Using Observation Normalization

In recent neuroevolution studies, observation normalization has been observed to be particularly helpful. Observation normalization tracks the expectation \(\mathbb{E}[o_i]\) and variance \(\mathbb{V}[o_i]\) for each observation variable \(o_i\) as observations are drawn from the environment. Then the observation passed to the policy is the modified:

\[o_i' = \frac{o_i - \mathbb{E}[o_i]}{\sqrt{\mathbb{V}[o_i]}}\]
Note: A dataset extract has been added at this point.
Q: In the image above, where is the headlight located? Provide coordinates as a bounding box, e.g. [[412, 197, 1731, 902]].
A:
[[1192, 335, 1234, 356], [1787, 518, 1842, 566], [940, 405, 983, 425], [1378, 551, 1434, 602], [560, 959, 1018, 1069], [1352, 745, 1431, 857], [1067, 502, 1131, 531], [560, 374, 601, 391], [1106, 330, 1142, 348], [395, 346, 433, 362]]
While in practice this means that the problem is non-stationary, as the expection and variance of each variable is updated as new observations are drawn, the normalizing effect on the observations generally makes successful configuration of neuroevolution substantially easier. You can enable observation normalization using the boolean flag observation_normalization e.g.

problem = GymNE(
    env_name="LunarLanderContinuous-v2",
    network= CustomPolicy,
    num_actors= 4,
    observation_normalization = True,
)

And if you then evaluate a batch (to ensure the observation normalization statistics are initialized) and print the problem's policy:

problem.evaluate(problem.generate_batch(2))
print(problem.to_policy(problem.make_zeros(problem.solution_length)))
Output
Sequential(
    (0): ObsNormLayer()
    (1): CustomPolicy(
        (lin1): Linear(in_features=8, out_features=32, bias=True)
        (act): Tanh()
        (lin2): Linear(in_features=32, out_features=2, bias=True)
    )
    (2): ActClipLayer()
)

you will observe that the policy contains an ObsNormLayer which automatically applies observation normalization to the input to the policy, and an ActClipLayer which automatically clips the actions to the space of the environment.

Modifying the step reward

A number of gym environments use an alive_bonus: a scalar value that is added to the step_reward in each step to encourage RL agents to survive for longer. In evolutionary RL, however, it has been observed that this alive_bonus is detrimental and creates unhelpful local optimal. While you can of course disabled particular rewards with the env_config argument when available, we also provide direct support for you to decrease the step_reward by a scalar amount.

For example, the "Humanoid-v4" environment has an alive_bonus value of 5. You can easily offset this using the decrease_rewards_by keyword argument:

problem = GymNE(
    env_name="Humanoid-v4",
    network= CustomPolicy,
    decrease_rewards_by = 5.0,
)

which will cause each step to return 5.0 less reward.